I had a double order of the roasted edamame from yesterday for lunch with 1/2 a larabar and the remaining glass of my breakfast smoothie.

Well, the hubby did not come home until late tonight. Today has been a weird day because I had no clue what I felt like eating for lunch or dinner. So, when hubby came home, I asked "What do you want for dinner?" He had no clue either but offered that he was not hungry, how about a tuna wrap. Well, I had that for dinner yesterday, but I figured fast and easy since it was already 7:30PM and my plan is to go to bed early with the big run coming up tomorrow. We also had zucchini (last one in the garden for now) that I sauteed in 2 tbsp. of margarine with a little lemon pepper crushed on top and some smothered onions. Nothing like a fresh picked veggie!

So, for dessert, I dumped 1 cup of fat free vanilla yogurt into a bowl, added some pineapple, raspberries and cool whip lite and added some coconut. It was so good. So good I ate it before taking a pic of it. But I will make that again.

Calories for the day: 1529, carbs. 197, fat 65 (whoops-too much), protein 73

Lynda

Last Night's Run; Today's smoothie


Well, last night's run went really well. The best part about it is that I have managed to reserve October 11, 2009 for a 5k in memory of my son. I am very excited and will work really hard his weekend on all that I have to do to organize it.

Boy, was it humid in the park last night. I was exhausted! By mile 2, my legs felt like they weighed approximately 100 lbs. each. My time was still pretty good (anything under 30 mins. is good for me). The course is 1/2 in the woods and I ate my fair share of bugs last night. It is almost all uphill in the woods and when you come out, there is a long, gradual downhill. In my mind, I was reconsidering the goal of running the whole 10 mile race tomorrow. Maybe I should incorporate some walking due to the humidity. I am going to try to run it all -- we shall see how that goes. I am hoping for a lot of adrenaline.

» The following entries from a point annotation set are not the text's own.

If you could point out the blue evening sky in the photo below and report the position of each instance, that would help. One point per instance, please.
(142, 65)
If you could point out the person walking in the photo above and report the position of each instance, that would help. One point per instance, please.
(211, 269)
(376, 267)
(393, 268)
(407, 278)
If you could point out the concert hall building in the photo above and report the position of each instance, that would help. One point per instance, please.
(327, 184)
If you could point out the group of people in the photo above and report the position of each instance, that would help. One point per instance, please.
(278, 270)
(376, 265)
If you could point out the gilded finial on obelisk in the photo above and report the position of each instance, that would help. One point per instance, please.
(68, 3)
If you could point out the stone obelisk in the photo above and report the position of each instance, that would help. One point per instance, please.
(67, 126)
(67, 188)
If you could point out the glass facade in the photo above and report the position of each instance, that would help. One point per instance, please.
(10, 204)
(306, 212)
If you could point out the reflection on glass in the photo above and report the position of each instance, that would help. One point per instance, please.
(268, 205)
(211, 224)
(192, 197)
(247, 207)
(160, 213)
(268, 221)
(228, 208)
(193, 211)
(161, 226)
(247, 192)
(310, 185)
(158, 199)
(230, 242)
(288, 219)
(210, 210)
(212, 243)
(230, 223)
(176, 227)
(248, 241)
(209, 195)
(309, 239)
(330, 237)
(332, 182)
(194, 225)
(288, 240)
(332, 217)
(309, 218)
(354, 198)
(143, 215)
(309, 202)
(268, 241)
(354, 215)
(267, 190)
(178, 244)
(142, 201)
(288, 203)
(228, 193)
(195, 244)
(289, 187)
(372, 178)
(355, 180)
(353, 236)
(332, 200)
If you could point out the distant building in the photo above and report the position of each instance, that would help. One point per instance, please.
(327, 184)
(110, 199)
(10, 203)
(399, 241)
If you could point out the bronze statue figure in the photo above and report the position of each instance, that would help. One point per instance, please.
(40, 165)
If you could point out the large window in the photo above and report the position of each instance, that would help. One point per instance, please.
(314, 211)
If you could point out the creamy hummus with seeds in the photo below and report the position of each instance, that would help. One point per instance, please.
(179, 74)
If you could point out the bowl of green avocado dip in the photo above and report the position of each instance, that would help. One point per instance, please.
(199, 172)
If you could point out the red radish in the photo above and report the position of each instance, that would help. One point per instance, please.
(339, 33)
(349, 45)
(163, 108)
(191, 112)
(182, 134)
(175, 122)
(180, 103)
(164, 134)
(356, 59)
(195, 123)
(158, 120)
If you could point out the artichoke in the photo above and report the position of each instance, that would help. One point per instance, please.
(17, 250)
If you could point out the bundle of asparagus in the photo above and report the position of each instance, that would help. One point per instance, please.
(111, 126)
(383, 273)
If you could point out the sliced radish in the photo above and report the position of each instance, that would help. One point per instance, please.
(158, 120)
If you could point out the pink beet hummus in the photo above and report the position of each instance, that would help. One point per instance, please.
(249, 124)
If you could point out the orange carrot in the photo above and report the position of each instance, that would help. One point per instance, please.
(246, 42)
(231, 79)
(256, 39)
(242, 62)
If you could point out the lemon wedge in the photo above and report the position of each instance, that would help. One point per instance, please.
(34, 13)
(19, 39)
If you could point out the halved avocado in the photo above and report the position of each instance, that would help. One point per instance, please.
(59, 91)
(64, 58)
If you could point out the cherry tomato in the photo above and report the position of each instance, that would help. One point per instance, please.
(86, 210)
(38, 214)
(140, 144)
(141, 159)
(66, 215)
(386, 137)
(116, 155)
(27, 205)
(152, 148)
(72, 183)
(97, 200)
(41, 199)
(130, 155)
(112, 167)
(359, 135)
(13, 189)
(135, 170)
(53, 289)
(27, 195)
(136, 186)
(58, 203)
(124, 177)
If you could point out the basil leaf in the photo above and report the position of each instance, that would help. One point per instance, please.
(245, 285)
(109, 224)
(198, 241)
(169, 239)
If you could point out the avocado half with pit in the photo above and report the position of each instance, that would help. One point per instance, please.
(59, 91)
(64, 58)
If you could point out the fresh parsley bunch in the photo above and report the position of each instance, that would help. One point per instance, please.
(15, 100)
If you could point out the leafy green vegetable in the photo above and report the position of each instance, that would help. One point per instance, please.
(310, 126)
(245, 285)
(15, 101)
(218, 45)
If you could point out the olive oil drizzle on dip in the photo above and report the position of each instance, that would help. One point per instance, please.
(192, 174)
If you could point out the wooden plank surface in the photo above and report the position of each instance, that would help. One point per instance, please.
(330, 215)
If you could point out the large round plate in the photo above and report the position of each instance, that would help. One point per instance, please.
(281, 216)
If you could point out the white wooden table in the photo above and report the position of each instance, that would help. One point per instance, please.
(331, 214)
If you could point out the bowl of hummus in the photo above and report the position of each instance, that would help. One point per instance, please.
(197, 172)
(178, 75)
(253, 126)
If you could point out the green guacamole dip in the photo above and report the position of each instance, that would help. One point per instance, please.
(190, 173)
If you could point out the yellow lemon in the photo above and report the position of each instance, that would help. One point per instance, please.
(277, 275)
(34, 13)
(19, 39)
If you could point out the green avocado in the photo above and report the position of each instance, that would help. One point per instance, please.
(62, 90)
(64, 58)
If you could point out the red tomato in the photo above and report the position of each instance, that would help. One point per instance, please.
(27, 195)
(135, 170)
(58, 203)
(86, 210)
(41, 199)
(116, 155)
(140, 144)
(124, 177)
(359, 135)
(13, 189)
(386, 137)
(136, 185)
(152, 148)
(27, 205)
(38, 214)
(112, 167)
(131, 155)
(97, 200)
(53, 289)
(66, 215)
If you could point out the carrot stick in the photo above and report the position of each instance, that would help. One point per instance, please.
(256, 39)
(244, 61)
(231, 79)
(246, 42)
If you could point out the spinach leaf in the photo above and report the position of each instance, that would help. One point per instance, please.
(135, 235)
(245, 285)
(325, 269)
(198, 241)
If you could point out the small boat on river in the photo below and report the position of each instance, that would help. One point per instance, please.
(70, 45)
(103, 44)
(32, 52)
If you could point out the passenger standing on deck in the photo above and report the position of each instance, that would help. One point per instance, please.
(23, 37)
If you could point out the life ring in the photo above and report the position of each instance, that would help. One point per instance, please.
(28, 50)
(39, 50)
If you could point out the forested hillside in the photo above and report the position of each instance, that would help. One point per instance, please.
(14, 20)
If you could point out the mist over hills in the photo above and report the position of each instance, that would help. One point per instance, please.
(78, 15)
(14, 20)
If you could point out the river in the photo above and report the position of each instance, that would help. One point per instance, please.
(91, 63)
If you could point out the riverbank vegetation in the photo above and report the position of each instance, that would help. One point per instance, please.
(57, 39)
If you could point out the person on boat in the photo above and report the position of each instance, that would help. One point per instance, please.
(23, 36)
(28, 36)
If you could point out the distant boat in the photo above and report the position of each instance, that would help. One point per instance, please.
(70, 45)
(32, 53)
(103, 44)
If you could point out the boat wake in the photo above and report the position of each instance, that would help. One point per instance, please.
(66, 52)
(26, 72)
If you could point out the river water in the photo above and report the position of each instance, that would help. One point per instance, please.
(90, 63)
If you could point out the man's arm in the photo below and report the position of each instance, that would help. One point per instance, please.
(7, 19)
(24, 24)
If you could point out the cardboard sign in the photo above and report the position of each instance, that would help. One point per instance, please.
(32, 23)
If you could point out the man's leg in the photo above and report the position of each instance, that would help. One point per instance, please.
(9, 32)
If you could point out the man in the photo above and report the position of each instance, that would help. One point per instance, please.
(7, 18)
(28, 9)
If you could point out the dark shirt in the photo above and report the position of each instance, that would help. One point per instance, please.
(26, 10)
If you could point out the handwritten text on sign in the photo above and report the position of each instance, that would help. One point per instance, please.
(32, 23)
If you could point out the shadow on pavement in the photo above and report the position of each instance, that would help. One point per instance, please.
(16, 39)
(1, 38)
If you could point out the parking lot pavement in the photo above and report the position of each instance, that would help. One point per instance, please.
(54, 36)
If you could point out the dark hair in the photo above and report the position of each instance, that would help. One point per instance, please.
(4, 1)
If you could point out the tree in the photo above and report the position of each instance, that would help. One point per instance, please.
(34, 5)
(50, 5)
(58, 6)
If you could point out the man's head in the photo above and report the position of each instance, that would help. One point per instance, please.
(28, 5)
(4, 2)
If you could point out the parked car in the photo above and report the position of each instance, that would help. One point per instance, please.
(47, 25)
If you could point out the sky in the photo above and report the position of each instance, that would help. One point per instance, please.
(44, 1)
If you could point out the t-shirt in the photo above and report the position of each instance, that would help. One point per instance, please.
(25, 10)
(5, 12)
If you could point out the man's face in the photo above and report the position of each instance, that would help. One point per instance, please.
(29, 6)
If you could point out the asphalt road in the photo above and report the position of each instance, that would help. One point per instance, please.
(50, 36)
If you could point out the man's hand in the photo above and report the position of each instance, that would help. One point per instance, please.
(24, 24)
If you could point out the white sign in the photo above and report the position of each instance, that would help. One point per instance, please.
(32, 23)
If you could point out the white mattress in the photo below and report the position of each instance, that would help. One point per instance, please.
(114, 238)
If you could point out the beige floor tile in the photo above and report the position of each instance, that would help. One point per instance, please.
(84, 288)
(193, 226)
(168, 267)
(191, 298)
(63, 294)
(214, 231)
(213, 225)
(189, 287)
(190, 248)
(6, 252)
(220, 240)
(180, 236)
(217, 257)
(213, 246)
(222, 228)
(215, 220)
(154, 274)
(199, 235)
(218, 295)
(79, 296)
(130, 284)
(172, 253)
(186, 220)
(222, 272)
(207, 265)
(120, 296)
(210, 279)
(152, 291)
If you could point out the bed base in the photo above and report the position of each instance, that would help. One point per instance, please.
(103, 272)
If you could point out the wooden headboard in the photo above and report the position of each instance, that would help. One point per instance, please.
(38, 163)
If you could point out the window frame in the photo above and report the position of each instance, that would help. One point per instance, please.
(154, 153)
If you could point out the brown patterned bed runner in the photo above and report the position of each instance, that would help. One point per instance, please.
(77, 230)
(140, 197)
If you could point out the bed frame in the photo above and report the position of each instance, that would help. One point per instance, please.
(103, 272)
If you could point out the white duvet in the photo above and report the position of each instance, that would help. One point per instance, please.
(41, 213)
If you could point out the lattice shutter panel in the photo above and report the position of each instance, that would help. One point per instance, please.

This morning's smoothie is a concoction I made myself:

1 packet amazing grass berry flavor
1 tbsp. salba
1 tbsp. chia seeds, soaked
1/2 c. soy milk
1/2 c. european vanilla yogurt
1 c. spinach
1/4 c. raspberries
1/4 c. blueberries
6 medium strawberries
1/2 c. water
1 c. crushed ice

Blend away! It was actually pretty good. Calories: 371, carbs. 67, fat: 10, protein: 17

I still have 3/4 cup left to have with my lunch. I am not sure what lunch will be. I cannot figure out what I am craving right now.


Lynda

Wednesday, July 22, 2009

Tuna wrap with roasted edamame
















Well, I finished up my appointment earlier than scheduled and came home so hungry. But I stuck with my plan. I made a small amount of tuna with light mayo, shallots, celery and dried cranberries. Then I tried this roasted edamame (soy beans) recipe. It is delicious! Recipe is as follows (from sparkpeoplerecipes.com):


Ingredients

1 tablespoon olive oil
1 teaspoon garlic powder
1 teaspoon chili powder
1 teaspoon onion powder
1 teaspoon paprika
1 teaspoon black pepper
1/2 teaspoon kosher salt
1/8 teaspoon cayenne pepper
2 cups ready-to-eat shelled soybeans (edamame)

Nutritional Info

Fat: 7.9g
Carbohydrates: 9.4g
Calories:134.2
Protein: 8.7g



Preheat oven to 375 degrees F.

In small bowl mix all the ingredients until coated well. Roast beans in a shallow baking dish, uncovered, for 12 to 15 minutes, stirring once, until soybeans begin to brown. Yields 4, 1/2 cup servings.

Number of Servings: 4

Now I am off for my trail run. It is humid tonight! Wish me luck!